Okay, we've all been there. We worked out during the day. Later that day a friend asks
you if you worked out today. You stutter because you try to remember if you did train
or was it your day off. Why did you almost forget? There's only one
answer. You trained with very little intensity and desire.
My definition of
this condition is "taxation without representation". This occurs when we train
in vain. We don't push ourselves to stimulate new growth or realize new gains.
It's easy to fall into this trap.
Training In Vain
Why? Well, think about it. Anything that
becomes "routine", by default, implies very little thought is needed. We
subject ourselves to this condition when we say things like "my workout routine".
The problem here is "routine". We fail to "think" about pushing ourselves to exceed
what we did yesterday. This usually results in very little (if any) progress at all.
So, what is the answer? How do you change your direction? Use the term
"Taxation with Representation" when describing what you plan to do at the gym next time.
What does this mean?
This means that each set of every exercise should be performed
with maximum focus and intensity. Be warned. This does not mean perform each set
to failure.
To "represent" oneself by taxing the muscle being worked simply means
exerting maximum effort when performing each set beyond your warm-up set(s). You may
ask, "How do you gauge maximum effort".
It's different for all of us but as a general
rule of thumb you must be able to perform at least 5 reps with full control. The final
rep should be the most difficult and I personally ensure I complete the rep with
a 2-4 second ascent. Again, full control is mandatory! Another alternative is
using pre-exhaustion techniques. This again is simple. An example might be performing
a set of cable flys then performing a set of flat bench press.
This ensures maximum
chest fiber invocation and is the key to stimulating new growth. Again, control the
movements always. Other ways to represent by taxing yourself is to totally re-order
your workout. If you feel sluggish and aren't motivated when you arrive to the gym,
simple make an executive decision and deem that day as an "iron blitzkrieg" or
a quick and surprising war against the iron.
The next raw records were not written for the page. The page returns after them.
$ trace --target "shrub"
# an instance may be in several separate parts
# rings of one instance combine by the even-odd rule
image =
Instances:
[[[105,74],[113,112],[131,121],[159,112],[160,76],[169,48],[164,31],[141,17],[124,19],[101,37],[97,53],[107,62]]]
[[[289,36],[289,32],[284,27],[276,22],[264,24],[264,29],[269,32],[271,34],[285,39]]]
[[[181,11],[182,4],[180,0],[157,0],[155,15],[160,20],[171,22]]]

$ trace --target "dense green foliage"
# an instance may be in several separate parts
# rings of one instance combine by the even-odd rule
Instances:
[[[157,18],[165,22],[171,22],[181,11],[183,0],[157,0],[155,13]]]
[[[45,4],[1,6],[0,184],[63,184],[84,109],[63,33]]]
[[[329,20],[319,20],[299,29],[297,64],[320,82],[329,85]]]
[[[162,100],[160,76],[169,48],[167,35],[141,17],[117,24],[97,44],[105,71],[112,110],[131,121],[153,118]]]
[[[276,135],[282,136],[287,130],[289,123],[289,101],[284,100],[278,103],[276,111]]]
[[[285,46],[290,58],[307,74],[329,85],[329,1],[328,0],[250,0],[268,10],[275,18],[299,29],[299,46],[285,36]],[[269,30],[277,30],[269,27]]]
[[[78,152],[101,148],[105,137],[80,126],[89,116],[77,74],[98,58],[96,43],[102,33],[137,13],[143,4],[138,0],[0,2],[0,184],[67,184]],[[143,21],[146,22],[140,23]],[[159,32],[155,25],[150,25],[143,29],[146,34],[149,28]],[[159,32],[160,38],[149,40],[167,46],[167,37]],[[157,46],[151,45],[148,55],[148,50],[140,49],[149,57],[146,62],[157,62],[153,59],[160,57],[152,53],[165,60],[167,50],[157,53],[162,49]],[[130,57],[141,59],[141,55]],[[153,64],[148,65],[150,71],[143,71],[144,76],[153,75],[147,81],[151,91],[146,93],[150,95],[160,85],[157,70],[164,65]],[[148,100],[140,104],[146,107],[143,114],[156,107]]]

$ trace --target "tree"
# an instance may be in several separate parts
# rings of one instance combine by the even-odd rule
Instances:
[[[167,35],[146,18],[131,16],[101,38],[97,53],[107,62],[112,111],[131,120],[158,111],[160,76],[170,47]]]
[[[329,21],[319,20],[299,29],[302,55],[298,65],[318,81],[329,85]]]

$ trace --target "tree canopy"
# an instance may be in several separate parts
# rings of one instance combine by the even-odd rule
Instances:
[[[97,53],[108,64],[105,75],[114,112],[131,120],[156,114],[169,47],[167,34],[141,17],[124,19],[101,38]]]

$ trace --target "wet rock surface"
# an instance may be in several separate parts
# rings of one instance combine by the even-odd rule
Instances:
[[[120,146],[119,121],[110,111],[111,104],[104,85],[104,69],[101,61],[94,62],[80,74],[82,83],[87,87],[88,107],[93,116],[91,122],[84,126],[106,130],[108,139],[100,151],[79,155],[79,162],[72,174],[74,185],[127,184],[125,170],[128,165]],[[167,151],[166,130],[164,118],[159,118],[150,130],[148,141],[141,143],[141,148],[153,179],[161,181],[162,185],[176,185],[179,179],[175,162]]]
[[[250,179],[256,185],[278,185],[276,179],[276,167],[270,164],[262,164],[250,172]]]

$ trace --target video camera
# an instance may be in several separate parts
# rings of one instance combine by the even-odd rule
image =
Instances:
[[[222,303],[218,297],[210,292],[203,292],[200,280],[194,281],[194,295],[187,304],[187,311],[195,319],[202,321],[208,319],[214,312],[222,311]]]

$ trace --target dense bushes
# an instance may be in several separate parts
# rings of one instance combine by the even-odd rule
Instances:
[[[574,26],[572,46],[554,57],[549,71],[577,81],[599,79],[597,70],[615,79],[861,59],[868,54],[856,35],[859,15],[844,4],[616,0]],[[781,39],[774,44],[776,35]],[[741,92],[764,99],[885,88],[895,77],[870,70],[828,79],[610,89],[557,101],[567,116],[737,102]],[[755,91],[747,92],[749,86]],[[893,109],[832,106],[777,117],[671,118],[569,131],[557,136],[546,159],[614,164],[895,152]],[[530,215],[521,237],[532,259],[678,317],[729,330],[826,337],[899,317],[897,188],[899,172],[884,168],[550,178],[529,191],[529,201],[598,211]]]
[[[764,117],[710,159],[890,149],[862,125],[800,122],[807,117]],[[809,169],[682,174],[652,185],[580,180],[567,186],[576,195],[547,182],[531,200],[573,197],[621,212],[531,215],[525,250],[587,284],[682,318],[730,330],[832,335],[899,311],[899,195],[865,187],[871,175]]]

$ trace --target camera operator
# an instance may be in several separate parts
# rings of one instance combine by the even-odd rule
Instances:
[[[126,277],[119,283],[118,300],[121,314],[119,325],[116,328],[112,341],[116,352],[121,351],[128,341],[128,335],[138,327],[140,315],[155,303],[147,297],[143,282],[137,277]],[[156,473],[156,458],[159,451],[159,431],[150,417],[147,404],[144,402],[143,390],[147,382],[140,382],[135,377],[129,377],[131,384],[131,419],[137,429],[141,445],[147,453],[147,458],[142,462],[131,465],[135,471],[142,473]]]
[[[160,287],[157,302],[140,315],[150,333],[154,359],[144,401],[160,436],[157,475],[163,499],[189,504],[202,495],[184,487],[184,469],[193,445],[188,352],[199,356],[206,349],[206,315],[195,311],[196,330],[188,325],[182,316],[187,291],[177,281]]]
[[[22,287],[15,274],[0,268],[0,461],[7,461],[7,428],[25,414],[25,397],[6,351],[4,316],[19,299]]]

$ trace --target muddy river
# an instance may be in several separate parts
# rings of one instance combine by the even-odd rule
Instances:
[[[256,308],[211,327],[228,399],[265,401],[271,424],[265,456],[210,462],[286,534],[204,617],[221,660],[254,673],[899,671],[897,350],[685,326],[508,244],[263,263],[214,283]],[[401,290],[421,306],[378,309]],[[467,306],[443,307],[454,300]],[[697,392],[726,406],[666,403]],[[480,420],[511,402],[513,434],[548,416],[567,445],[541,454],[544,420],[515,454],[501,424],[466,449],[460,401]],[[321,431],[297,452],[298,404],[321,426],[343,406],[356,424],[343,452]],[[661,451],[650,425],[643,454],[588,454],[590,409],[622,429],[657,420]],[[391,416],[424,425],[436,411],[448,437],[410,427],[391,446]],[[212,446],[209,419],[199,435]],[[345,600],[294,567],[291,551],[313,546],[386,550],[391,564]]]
I use this method to effectively
turnaround an otherwise thoughtless and unmotivated training session. It has
been my secret weapon that I use only we I must and it comes in handy about
once a month. There are several types. One could be changing your "routine",
by performing all exercises in reverse order. Another could be performing a
full body workout and cycling through each part for 3 to 4 complete cycles.
100 Rep Sets
Another might be doing interval cardio followed by weight training using
full body or reverse order techniques previously described. Of course,
giant, super and drop sets also can be used as a means to "represent". Although
my personal favorite of all times is the 100 rep set! The 100 rep set will
raise you practically from the dead.
It is simply performing 100 reps for
one (or if necessary more) continuous set(s) for each major muscle group.
I like to execute this for my delts, quads, back, and chest (in this order).
For delts, I use overhead dumbbell press. For quads, I use the leg press. For
back, I like the Hi or Lo Row. For chest, I use the flat bench press. I try to
select a starting weight that I can perform half (50 reps) of my goal.
If necessary,
I will drop weight, as needed, until all reps are performed non stop. The goal here
is not to exceed your personal limits! If you decide to try this, don't be
afraid to stop, rack the weight, drop the weight, stretch/flex, and begin again.
I know I do. I never recommend exceeding personal limits. This could ultimately
lead to injuries.
Also, I never recommend performing 100 rep sets using exercises
that have a higher potential for injuries such as, squats. As you can imagine,
100 reps of anything will fatigue your total body and will have a definite
impact on your balance and stability. Doing squats (in a traditional sense) requires
balance and stablity when not fatigued! A final method to represent is to find a
different means to exercise. Personally, I like to swim. As a youth, I competed
as a member of an area swim team.
Conclusion
At the time, I did not realize how swimming
made me faster, more agile, and stronger than many of the other students in my
class. These benefits and more worked to my advantage and I was too young to
even realize it!
I now use swimming as a means to achieve a higher level of
conditioning with out the risk to my joints and tendons that can result from
using traditional cardio equipment or running. Now it's up to you. Will you
find "Taxation with Representation". I believe you will!
"It's choice - not chance - that determines your destiny."
-Jean Nidetch
Thanks for reading and see you soon!